Надька шевельнулась, но ответить не успела. Лиза за спиной у Настены полным, чуть подрагивающим от волнения и слез голосом начала «Катюшу». Ей подтянули, и в числе первых подтянул Иннокентий Иванович. Лишь старики у стенки тихонько бормотали меж собой. Пела Василиса Премудрая, пел Максим, размахивал руками Нестор. Отстав, вступила Надька и вдруг сорвалась, уронила на стол голову и затряслась в рыданиях. Лиза обняла ее сзади за плечи и подняла «Катюшу» еще выше, песня не споткнулась, даже когда вслед за Надькой громко, навзрыд заплакала Вера Орлова. Надька оторвала от стола голову, взяла стоящий перед Настеной стакан с самогонкой, залпом выпила и, не вытирая слез, снова запела.

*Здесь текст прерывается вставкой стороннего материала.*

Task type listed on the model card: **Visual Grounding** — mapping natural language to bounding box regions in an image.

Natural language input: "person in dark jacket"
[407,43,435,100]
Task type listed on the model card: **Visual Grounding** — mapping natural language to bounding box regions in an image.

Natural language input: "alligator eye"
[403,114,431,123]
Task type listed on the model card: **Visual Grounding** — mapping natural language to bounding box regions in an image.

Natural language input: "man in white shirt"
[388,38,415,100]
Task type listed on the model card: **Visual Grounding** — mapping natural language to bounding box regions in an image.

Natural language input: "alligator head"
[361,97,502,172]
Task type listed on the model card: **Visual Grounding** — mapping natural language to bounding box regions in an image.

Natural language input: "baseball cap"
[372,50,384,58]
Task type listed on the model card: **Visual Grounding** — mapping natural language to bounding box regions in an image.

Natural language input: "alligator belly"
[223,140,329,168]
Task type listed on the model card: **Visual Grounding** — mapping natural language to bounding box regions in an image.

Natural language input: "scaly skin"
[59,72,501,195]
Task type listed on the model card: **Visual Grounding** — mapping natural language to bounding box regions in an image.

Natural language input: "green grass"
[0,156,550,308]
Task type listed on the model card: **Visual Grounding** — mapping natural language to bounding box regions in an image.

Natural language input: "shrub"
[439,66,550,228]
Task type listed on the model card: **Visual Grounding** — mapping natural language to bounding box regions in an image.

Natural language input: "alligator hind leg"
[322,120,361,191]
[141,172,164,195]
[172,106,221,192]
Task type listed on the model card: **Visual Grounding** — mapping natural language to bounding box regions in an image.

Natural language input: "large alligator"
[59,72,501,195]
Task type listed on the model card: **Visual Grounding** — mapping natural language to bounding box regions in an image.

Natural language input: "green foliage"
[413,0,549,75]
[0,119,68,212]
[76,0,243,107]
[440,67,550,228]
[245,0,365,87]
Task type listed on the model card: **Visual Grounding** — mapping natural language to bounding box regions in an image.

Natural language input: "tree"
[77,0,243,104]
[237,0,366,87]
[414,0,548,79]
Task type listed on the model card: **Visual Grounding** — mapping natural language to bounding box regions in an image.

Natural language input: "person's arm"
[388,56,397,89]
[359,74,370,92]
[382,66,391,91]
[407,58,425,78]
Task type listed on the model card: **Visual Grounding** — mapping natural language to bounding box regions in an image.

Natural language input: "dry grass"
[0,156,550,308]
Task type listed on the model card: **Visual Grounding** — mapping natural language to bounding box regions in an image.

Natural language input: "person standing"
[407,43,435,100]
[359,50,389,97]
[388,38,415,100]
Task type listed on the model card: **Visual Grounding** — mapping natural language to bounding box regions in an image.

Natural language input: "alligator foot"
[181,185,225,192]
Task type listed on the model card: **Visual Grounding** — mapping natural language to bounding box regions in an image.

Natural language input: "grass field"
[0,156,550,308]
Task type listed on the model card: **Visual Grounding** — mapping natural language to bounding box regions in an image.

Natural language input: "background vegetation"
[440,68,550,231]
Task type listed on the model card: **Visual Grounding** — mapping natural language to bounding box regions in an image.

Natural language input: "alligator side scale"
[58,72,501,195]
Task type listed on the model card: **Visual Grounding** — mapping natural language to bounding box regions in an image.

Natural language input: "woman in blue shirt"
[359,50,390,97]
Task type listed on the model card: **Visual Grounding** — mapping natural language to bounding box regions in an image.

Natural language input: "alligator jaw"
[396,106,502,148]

Настена, затаившись, молчала. Она не могла ни говорить, ни плакать, ни пить вместе со всеми – как никогда раньше, Настена поняла здесь, что ничего этого нельзя: не имеет права. Что бы она ни сделала, все будет обманом, притворством – ей оставалось только осторожно слушать и смотреть, что делают и говорят другие, ничем не выдавая себя и не обращая на себя внимание. Она уж и жалела, что пришла сюда, но и уйти теперь тоже было неловко. Все они тут были на виду: и счастливая, сияющая Лиза, и Максим, оглушенный родными стенами и ослепленный родными лицами; и растерявшийся, в один день полинявший Нестор; и хитроумный чтей-грамотей, колхозный счетовод Иннокентий Иванович, старающийся обо всем знать поперед других; и уверенная в себе, твердо и спокойно ступающая по жизни Василиса Премудрая; и простоватая, задиристая Надька – все держались открыто и ясно, и если что-то скрывали про себя – без этого человек не живет, – то по малости, по надобности, и скрывали свое, личное. Настена же таила такое, что почему-то касалось всех и было против всех, с чем бы каждый из них к сегодняшнему вечеру ни пришел, – против Надьки, и против Василисы Премудрой, и даже против Лизы. Она, эта тайна, соединяла их вместе и отделяла от них Настену; ее еще по привычке принимали за свою, а она уже была чужой, посторонней, не смеющей отзываться на их слезы и радости и не решающейся вторить им в разговорах и песнях.